In his younger days, before he became one of the best centers in the game and a guy the Lakers started counting on, that candor was refreshing and amusing.
But now, when Bynum's words are taken by fans, teammates and opponents as the opinion of one of the Lakers' leaders, it sits differently.
There was nothing wrong with Bynum saying that "closeout games are actually kind of easy" because "teams tend to fold if you come out and play hard in the beginning." It was bold, but truthful.
In the best of lights, Bynum may have been trying to be a leader with that quote. To implore his teammates to come out of the gates hard against the Denver Nuggets in Game 5 of their Western Conference first-round series Tuesday night.
But the problem with leading with swagger is how bad it looks if you don't back it up in the game.
For about six minutes in the Lakers' 102-99 loss to the Nuggets, Bynum played with the kind of energy and attitude that backed up his words. Six minutes out of the 48 biggest minutes of the Lakers' season, and the wrong six minutes at that.
It wasn't until Kobe Bryant led the Lakers on a furious rally at the end of the fourth quarter, very nearly erasing a 15-point lead, that Bynum seemed engaged and effective. The rest of the time he was either frustrated, pouting, annoyed or lethargic.
"I think I came out and tried to do well," Bynum said afterward. "Then obviously not getting the ball, it's tough when you don't get up shots. I shot eight times (Bynum finished with 16 points on 5-for-8 shooting). That's really it.
"I got to find out a way to go out and do well with getting the ball down lower and going quicker. Just making little adjustments."
What Bynum's referring to is something that has been a familiar refrain among Lakers big men this season. The Lakers are most effective when they play inside-out, with Bynum getting the ball early in the offensive possession and either making a move and scoring it himself, or passing it back outside to Bryant on the perimeter so he can slash and create, look to Pau Gasol at the high post or pass out to a shooter for a 3-pointer.
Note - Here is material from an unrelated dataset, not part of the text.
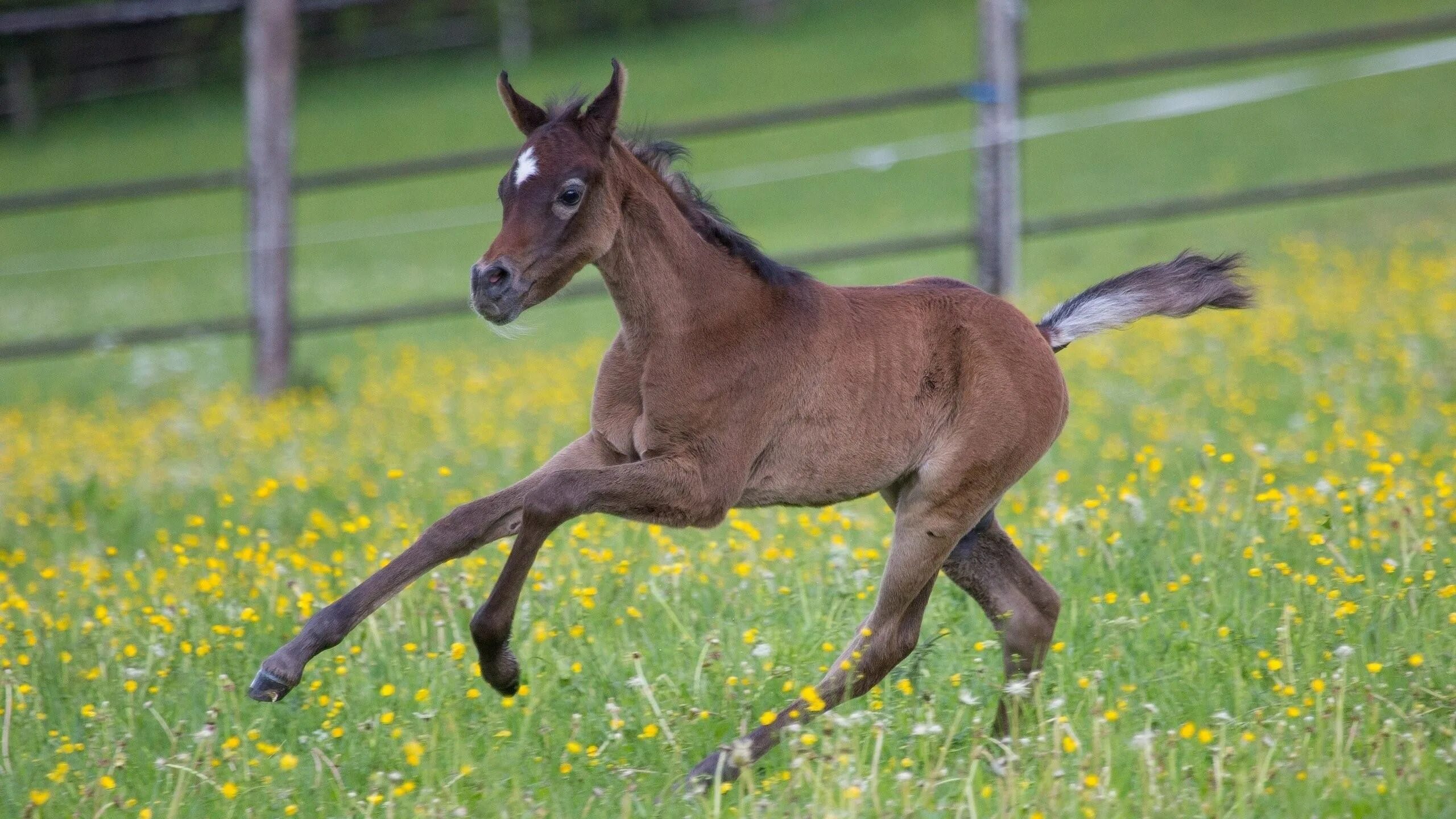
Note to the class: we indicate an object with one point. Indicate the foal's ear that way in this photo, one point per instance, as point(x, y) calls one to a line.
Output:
point(526, 114)
point(602, 114)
That's obvious. So obvious that most teams in the league try to deny the entry pass to Bynum and/or double- or triple-team him once he catches it. Denver has gotten better and better at it as the series has gone on because the Lakers' shooters haven't been able to make them pay.
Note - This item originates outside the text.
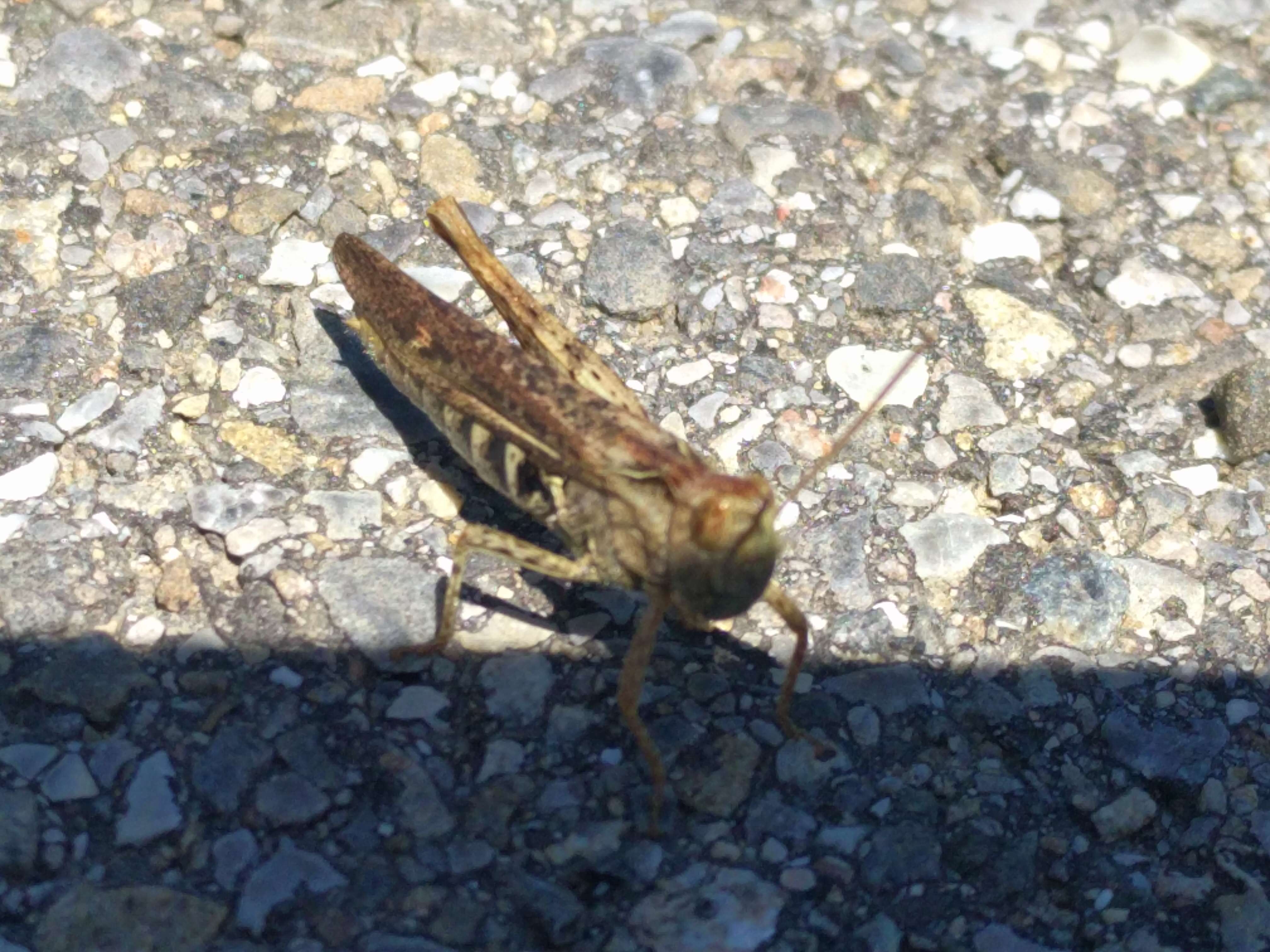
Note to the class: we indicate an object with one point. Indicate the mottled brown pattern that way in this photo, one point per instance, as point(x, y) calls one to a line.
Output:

All of these are the type of issues an elite player faces every game. The price of becoming an All-Star and an offensive force that teams have to game-plan against and deal with.
Over his career, Bryant has dealt with dozens of defensive looks designed to stop him. He has adjusted to all of them to varying degrees.
That's the next level. The one Bynum so desperately wants to get to, but hasn't reached yet. It's the reason he leads with his swagger so often. As if acting the part will make it so.
The Lakers have no choice but to live with him as he exists in this stage and hope he soon grows out of it. It's good to have swagger. They'd rather Bynum push too far sometimes than not push at all.
But as Bryant said after the game, "It's a lesson learned; you never want to give a team bulletin board material to begin with. But If you're going to be a champion, you've got to play through that kind of stuff."
It was the closest anyone on the Lakers came to criticizing Bynum's pregame sentiments. And appropriately it came from Bryant, the only person on the team with any idea of what Bynum might be going through.
Bynum respects Bryant, so he just might listen.
But if he's wise, and the jury is still out on that, he'll also listen to Gasol when he says, "We're not always going to be walking down the court and throwing the first pass to the post," Gasol said. "That's predictable and that's easy to defend."
It wasn't all that long ago that Gasol was dealing with some of the same issues. Actually, those issues first came to light against these same Denver Nuggets during the Lakers' 2009 playoff run.
Gasol has about as different of a personality from Bynum's as there is, but when faced with a similar situation, he grew just as frustrated.
Instead of pouting, though, Gasol picked it up. Instead of waiting for the ball to come, he went and got it off the offensive glass. The result was his finest hour as a Laker as he went toe-to-toe with Orlando's Dwight Howard in the NBA Finals and came out ahead.
It wasn't easy. But then again, neither are closeout games.